CRLS senior Eleanor McCartney presented findings on two separate projects, both for the lab of Colleen Cavanaugh, the Edward C. Jeffrey Professor of Biology. In the first project, she studied endosymbiont infection in the bivalve Solemya velum (or, how outside agents infect a clam), while the other focused on bacterial symbiosis in protist Arcella (how bacteria and amoebae live in harmony). Like her peers, McCartney came to work in the Harvard lab Monday through Thursday in the spring semester.

“It was definitely the steepest learning curve I’ve ever had,” said McCartney, who will attend Smith College in the fall. “But I would absolutely do it again. I know I want to study science in college, and it can be difficult for undergraduate students to get access to research labs. So to be in the lab, not washing dishes but really contributing to the research and the science, was amazing.”

McCartney will continue her research in the Cavanaugh lab this summer.

Professor John Wakeley, chair of the Department of Organismic and Evolutionary Biology (OEB), was impressed with how much the students learned.

“I know a lot of these kids, and their presentations were wonderful,” he said. “The relationship between high schools and Harvard is crucial. The least we can do, as an institution, is support the community and help train students, show them how science actually works at the ground level. I think a lot of the research we saw presented today will end up on published papers with the students’ names on them.”

In fact, the interns’ work will be featured in the Journal of Emerging Investigators, which was founded by Harvard graduate students to publish original research in the biological and physical sciences by middle and high school students.

Paul McGuinness, who teaches marine biology at CRLS, has worked closely with Peter Girguis, a professor of organismic and evolutionary biology and an adjunct research engineer at the Monterey Bay Aquarium Research Institute, to establish the internship program at Harvard.
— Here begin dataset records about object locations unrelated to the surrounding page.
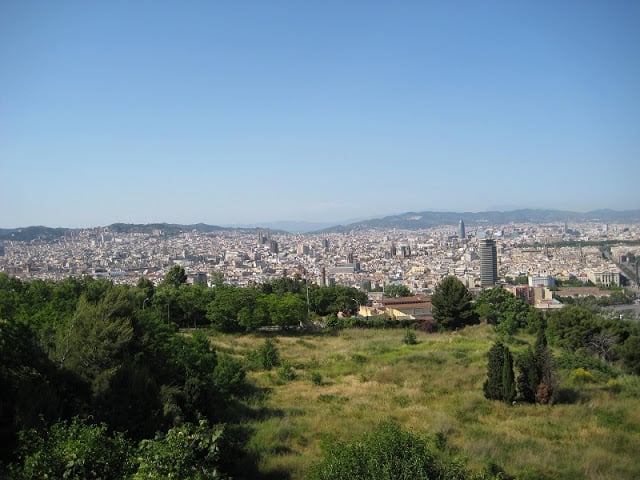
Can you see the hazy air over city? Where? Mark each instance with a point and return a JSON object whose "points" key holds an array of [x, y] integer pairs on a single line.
{"points": [[229, 113]]}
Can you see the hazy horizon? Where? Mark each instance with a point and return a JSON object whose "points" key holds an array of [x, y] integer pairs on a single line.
{"points": [[268, 223], [145, 112]]}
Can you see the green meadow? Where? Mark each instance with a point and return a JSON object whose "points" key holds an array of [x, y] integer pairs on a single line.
{"points": [[338, 385]]}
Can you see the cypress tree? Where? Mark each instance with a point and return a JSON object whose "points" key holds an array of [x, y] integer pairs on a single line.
{"points": [[508, 380], [493, 384], [529, 376]]}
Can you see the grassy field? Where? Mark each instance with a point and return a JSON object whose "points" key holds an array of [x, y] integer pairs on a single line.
{"points": [[346, 383]]}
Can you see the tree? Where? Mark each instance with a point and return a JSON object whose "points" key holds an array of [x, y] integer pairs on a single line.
{"points": [[93, 341], [73, 450], [394, 290], [176, 276], [508, 380], [502, 309], [189, 452], [500, 383], [536, 368], [452, 306], [629, 352]]}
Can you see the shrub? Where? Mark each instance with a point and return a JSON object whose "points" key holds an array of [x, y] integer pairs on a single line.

For McGuinness, the presentation reflected both the hard work the students did in the lab, and how the labs benefited from the real science the students created.

“It’s a great model in terms of the intensity and expectations for students ― it’s completely different from any other experience they can have as high school students,” he said. “The impetus and onus is on them. They get support from me, and from the mentor in their lab, but it’s an amazing opportunity for students to get experiencing doing real research in a real lab.”

His hope, he added, is to give as many students as many opportunities as possible. But the marine science internship program “is the capstone project. It lets them show what they’re capable of, and there’s nothing else like it.”